| Teaching Children Science: A Project-Based Approach, 2/e Joe Krajcik,
University of Michigan - Ann Arbor Charlene Czerniak,
University of Toledo Carl Berger,
University of Michigan - Ann Arbor
How is Student Understanding Assessed?
Chapter Summary- The purpose of evaluation is to make judgments about student growth, to set goals, and to report information to students and their parents.
- The process of assessing student understanding might be thought of as a three-step procedure:
- Gathering information that will help in forming generalizations about students' learning.
- Assembling and presenting the information so that it is recorded.
- Evaluating the assessment information.
- Teachers can make formal or informal observations of student progress.
- Discussions can be improved by practicing wait-time, probing, and redirecting.
- Concept maps can be used to assess student's conceptual understandings or the understandings being formulated among groups of students.
- Tests and quizzes can be used to measure students' understanding of content knowledge and process skills.
- Tests and quizzes can be written at low-, medium-, and high-cognitive levels.
- Paper-and-pencil items can use two techniques: selection and supply.
- Selection formats include
- Multiple choice
- True and false
- Matching
- Supply formats include
- Some formats (such as multiple choice and matching) are easy to score and more objective.

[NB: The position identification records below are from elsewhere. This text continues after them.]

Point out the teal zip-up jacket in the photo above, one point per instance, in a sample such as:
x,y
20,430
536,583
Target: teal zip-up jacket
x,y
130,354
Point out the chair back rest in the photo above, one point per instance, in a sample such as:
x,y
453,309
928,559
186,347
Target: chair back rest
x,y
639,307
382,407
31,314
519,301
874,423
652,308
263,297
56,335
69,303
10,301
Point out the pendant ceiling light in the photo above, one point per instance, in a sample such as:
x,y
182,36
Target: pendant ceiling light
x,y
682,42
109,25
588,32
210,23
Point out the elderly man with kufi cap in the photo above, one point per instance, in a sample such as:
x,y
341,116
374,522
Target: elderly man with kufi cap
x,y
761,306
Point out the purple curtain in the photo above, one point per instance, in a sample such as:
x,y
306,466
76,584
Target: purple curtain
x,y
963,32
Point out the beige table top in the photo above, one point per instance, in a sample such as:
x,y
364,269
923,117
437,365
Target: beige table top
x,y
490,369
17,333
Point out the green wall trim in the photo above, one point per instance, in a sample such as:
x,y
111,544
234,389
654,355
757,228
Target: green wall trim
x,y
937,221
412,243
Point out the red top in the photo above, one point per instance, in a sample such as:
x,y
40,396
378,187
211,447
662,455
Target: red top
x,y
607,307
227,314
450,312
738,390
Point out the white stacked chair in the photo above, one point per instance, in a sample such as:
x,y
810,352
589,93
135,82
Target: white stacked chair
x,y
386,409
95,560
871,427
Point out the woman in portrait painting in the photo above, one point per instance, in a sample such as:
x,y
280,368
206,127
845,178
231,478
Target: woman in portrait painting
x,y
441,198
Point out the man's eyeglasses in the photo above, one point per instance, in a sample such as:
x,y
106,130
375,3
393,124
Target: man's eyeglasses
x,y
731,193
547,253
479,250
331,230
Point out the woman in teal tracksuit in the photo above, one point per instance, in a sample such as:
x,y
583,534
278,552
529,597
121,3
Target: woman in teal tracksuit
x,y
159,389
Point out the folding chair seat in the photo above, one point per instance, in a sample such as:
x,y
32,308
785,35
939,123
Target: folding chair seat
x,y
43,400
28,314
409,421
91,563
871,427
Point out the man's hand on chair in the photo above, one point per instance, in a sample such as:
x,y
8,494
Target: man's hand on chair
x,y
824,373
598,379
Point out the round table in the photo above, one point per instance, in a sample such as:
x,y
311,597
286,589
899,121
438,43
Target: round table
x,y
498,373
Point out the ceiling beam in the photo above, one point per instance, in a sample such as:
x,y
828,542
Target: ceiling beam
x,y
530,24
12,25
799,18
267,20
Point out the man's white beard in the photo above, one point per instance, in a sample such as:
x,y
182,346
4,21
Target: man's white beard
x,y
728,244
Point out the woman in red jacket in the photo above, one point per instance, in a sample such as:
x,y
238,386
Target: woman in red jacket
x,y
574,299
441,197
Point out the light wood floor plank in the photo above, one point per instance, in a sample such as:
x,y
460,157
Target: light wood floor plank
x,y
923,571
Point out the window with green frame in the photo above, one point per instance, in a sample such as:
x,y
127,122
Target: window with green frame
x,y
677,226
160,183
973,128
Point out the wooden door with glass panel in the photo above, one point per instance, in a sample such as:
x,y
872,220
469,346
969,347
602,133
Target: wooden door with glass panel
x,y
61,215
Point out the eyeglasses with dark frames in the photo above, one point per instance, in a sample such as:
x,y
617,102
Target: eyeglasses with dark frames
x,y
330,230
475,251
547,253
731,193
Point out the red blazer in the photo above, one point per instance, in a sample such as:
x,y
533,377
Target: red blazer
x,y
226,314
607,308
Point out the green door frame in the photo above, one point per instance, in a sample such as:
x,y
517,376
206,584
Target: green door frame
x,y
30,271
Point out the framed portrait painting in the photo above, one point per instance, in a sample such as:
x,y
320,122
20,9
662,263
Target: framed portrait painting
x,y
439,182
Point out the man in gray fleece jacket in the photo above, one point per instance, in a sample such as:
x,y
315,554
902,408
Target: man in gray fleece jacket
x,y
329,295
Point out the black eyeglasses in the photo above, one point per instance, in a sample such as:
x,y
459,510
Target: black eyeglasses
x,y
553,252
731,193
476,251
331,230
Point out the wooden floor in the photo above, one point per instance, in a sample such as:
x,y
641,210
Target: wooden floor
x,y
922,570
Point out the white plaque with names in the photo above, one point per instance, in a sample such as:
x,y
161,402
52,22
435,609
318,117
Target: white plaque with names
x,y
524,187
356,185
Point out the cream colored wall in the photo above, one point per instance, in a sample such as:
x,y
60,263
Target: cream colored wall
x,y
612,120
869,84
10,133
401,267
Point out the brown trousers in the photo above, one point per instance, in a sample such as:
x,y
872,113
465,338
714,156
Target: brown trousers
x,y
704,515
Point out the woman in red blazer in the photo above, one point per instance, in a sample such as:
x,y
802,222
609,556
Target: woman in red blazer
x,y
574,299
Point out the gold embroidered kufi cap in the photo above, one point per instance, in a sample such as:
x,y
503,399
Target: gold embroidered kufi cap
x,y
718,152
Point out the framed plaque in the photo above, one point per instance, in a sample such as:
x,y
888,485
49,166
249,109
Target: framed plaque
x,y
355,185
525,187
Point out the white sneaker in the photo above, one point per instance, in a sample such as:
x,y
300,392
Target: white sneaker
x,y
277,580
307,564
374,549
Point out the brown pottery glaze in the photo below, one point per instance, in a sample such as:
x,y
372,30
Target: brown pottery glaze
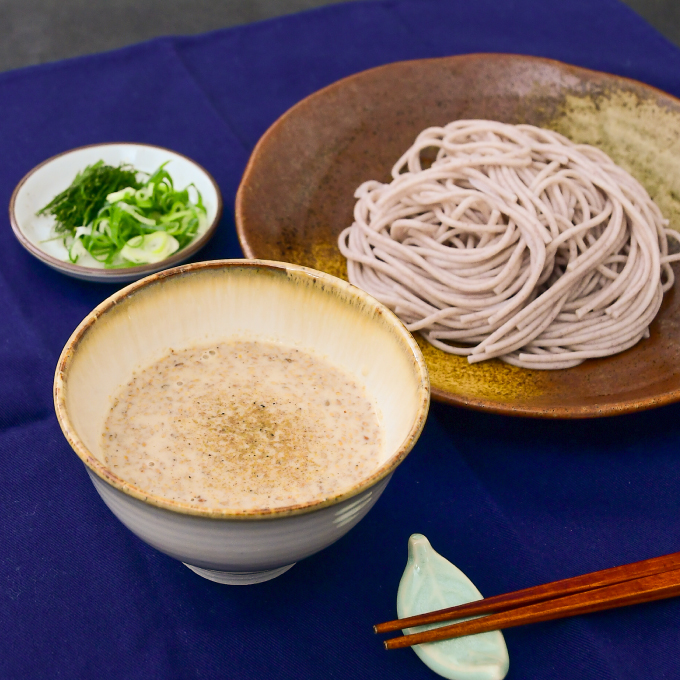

Other formats (such as essay) take time to answer and grade, and they are open to interpretation.
- Teachers need to take care to write good test/quiz items.
- Good teachers help alleviate test anxiety by teaching well, bringing closure to lessons, reviewing lessons, and practicing sample test items.
- Performance-based assessment refers to methods of directly examining students' knowledge, skills, and dispositions.
- After teachers and students have collected assessment information, they must assemble it into a presentable form for others to see.
- In project-based science, there are two main ways to assemble and present information: artifacts and portfolios.
- Portfolios, collections of student artifacts, can be thought of as both objects and methods of assessment.
- Artifacts include writing samples, daily journals, physical products, drawings, music, videotapes and multimedia documents.
- Artifacts can be used in presentations to groups of younger students, peers, parents, or community members.
- Portfolio assessment is a process of collecting representative samples of students' work over time for purposes of documenting and assessing their learning.
- Typically, four types of documentation are contain in portfolios:
- Artifacts
- Reproductions
- Attestations
- Productions
- The purpose of evaluation is to make judgments about student growth, set goals, and report information to students and their parents.
- A scoring rubric is a brief, written description of different levels of quality for student performance that allows a teacher to rank or rate a level of performance.
- Scoring rubrics can be holistic or analytic.
- There are six steps for creating a rubric:
- Gather and sort student work by quality;
- List the knowledge, skills, or dispositions of an "expert";
- Identify differences between "excellent" and "poor" performance;
- Identify performance levels; and
- Revise criteria as needed.
- After students have selected items to include in the portfolio, it is essential that they reflect upon their progress and overall growth.
- Self-assessment can encourage thinking about learning styles, what was learned, the quality of learning, and personal goal setting.
- In peer assessment, students give feedback to other students in the class. Most students respect the opinions of their peers and value their input.
- Grading is an interpretation or judgment made from data collected and recorded.
- Technology tools have begun to improve the assessment process.
- When assessment is carefully crafted and executed, there are numerous advantages for teacher, students, and parents.